Spread betting allows one to speculate on whether the price of an asset will rise or fall. It traverses the entire gamut of assets, shares to commodities to stock indices or even real estate prices. So what’s the difference as compared to regular trading? The difference being, you do not necessarily buy or sell the underlying asset; instead, you take a view on the prices offered by the spread betting provider as to whether the price will rise or fall. It is a way of speculating on an outcome, where your degree of accuracy determines the size of your profit (or loss).
Before moving ahead, it makes sense to understand the bet. The price movement of the underlying market is measured in points. Each movement is considered as a point. The amount you choose to bet per point of movement is up to you, as long as it meets the minimum bet size accepted for that market.
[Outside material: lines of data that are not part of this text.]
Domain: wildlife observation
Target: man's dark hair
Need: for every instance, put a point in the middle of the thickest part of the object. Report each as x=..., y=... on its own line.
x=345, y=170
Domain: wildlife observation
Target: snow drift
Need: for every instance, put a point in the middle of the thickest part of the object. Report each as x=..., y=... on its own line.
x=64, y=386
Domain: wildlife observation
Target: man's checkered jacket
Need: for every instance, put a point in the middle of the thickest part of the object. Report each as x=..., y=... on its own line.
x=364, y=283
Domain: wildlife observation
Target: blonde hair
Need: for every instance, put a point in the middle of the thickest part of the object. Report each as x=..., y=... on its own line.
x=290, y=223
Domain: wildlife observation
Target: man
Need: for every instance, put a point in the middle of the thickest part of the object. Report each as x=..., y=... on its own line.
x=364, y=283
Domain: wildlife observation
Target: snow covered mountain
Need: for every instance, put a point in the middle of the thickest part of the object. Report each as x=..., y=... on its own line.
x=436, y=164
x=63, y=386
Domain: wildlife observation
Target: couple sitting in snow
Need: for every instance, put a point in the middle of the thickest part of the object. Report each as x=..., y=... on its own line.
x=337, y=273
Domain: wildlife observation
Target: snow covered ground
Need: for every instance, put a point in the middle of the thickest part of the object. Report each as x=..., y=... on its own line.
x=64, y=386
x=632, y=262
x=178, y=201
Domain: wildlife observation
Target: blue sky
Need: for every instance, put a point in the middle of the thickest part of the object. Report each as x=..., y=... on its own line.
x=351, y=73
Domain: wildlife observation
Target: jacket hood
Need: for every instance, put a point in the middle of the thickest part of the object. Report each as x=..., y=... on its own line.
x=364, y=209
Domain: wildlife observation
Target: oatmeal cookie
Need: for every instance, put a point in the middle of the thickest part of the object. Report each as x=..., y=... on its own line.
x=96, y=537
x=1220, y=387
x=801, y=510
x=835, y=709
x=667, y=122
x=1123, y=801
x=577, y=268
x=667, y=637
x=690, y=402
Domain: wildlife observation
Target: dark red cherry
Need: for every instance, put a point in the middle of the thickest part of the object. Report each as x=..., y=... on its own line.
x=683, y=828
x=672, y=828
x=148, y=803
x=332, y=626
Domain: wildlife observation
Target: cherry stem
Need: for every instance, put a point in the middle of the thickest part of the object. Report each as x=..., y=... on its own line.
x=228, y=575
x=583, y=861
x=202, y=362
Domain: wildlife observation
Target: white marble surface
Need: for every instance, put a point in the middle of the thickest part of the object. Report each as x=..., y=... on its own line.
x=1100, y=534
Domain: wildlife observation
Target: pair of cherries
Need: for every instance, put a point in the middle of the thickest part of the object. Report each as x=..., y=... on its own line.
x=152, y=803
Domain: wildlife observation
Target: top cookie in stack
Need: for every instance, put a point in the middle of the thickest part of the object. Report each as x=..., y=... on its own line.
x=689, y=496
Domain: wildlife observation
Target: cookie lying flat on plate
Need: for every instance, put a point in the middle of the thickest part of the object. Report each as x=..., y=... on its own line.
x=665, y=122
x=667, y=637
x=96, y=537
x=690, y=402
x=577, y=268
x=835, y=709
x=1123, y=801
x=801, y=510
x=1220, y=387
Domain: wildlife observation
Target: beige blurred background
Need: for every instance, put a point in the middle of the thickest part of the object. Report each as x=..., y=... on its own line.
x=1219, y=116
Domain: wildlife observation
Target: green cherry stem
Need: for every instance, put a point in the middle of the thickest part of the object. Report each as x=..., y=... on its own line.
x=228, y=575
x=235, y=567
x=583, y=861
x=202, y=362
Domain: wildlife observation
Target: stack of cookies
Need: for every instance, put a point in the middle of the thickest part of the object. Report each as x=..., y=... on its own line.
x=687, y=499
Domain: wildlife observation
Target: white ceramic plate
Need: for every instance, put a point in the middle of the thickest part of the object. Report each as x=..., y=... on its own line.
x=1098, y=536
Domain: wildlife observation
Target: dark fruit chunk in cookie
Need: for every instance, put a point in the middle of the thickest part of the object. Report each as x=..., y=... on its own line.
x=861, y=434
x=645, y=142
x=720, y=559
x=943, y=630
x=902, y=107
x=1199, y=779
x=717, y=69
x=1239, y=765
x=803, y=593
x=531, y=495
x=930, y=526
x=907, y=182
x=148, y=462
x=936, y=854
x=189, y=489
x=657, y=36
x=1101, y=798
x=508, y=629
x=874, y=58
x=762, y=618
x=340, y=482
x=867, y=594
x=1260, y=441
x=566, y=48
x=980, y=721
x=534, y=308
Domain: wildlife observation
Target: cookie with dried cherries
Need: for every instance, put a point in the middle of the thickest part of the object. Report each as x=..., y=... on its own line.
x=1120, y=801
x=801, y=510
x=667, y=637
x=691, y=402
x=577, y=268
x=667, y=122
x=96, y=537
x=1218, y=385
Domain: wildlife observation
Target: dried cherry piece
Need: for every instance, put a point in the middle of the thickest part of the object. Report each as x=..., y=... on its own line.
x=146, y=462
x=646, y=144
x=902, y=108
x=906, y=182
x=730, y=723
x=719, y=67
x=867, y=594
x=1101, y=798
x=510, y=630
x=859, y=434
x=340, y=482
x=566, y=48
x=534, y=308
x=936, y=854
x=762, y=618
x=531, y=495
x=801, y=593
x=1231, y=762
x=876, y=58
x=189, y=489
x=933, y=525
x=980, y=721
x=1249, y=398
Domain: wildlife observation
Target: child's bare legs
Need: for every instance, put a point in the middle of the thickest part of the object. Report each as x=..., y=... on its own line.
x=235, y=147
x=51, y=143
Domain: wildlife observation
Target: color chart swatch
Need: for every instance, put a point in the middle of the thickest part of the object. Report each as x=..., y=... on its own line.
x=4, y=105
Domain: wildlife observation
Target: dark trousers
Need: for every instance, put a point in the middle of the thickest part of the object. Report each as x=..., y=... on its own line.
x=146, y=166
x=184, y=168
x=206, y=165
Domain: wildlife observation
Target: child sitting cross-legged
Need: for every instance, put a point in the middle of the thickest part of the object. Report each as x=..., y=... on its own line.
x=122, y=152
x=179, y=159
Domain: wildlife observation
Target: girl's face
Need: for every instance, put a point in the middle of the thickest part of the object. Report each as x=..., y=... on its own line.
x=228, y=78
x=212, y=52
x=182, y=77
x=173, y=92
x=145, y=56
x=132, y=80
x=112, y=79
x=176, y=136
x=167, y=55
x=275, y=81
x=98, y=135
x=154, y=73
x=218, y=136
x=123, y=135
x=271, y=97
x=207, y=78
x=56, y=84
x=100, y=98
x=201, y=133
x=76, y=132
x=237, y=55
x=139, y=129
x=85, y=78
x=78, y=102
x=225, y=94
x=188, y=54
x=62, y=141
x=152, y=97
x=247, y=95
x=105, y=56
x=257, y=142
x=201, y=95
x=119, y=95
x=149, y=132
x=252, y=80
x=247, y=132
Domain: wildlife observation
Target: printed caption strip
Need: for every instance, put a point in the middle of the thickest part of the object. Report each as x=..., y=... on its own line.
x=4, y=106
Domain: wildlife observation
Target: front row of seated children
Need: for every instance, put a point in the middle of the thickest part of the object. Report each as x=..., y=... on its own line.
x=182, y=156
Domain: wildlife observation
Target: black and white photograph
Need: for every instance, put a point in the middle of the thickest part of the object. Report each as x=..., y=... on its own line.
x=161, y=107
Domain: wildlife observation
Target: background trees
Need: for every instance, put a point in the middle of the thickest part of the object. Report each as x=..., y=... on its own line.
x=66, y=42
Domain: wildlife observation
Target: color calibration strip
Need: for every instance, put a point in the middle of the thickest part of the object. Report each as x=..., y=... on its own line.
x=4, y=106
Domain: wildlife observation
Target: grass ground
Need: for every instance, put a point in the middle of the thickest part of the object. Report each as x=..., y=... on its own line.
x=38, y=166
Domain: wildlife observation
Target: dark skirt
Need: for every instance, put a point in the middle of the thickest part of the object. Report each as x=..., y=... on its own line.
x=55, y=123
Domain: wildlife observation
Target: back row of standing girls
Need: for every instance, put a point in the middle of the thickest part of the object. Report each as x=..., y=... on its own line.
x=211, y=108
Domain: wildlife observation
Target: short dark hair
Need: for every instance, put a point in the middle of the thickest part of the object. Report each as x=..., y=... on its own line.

Your profit or loss, then is the difference in points between the opening price and the closing price, multiplied by the value of your bet per point.
Here’s a detailed example, a Spread betting firms offer you a quote, which consists of a bid (a price you would buy at) price and a slightly higher offer (price they would buy at) price. If the S&P 500 stands at 2100, the spread betting provider will likely offer you a bid price of 2098 and an offer price of 2102. If you think that the index will rise, you might buy for USD 10 / point at 2102. For each point the S&P 500 rises, you will earn USD 10. Say the S&P 500 rises to 2120 by the day’s close, and you decide to close out your bet. Your profit will be USD 180 (2120-2102 = 18 x USD 10).
In effect, gains or losses can be sharp. For initiating a trade, you are required to deposit a margin generally at around 10% of the value of your bet. If the losses on a trade threaten to exceed that margin, you will be required to honour a margin call. It is advisable to trade in this segment with strict stop losses, particularly in current times given the heightened level of volatility across asset classes.
Given the obvious nature of this way of trading, akin to gambling, it does not find favour with regulators. The UK is one market which sees a majority of activity within this space based on the prevailing rules, which do not tax profits on bets. The UK has recently seen the emergence of Flexihedge, the world’s 1st P2P financial betting exchange. Traders, in markets where the same is allowable, find it a cost effective way of participation, not requiring a brokerage fee. The spread betting provider makes his money from the difference between the bid and offer prices.
As for potential participants, it needs to be understood that investments are not akin to gambling and both these activities differ in the fundamental aspects, of both execution as well as the time of investment maturity. One needs to be clear on their objective of participation in the financial markets. It is therefore clear Spread Betting is not for the faint hearted.
Did You Know?
– Spread betting allows one to speculate on whether the price of an asset will rise or fall.
– A spread betting firm offer a quote, which consists of a bid price and a slightly higher offer price.
– It is a way of speculating on an outcome.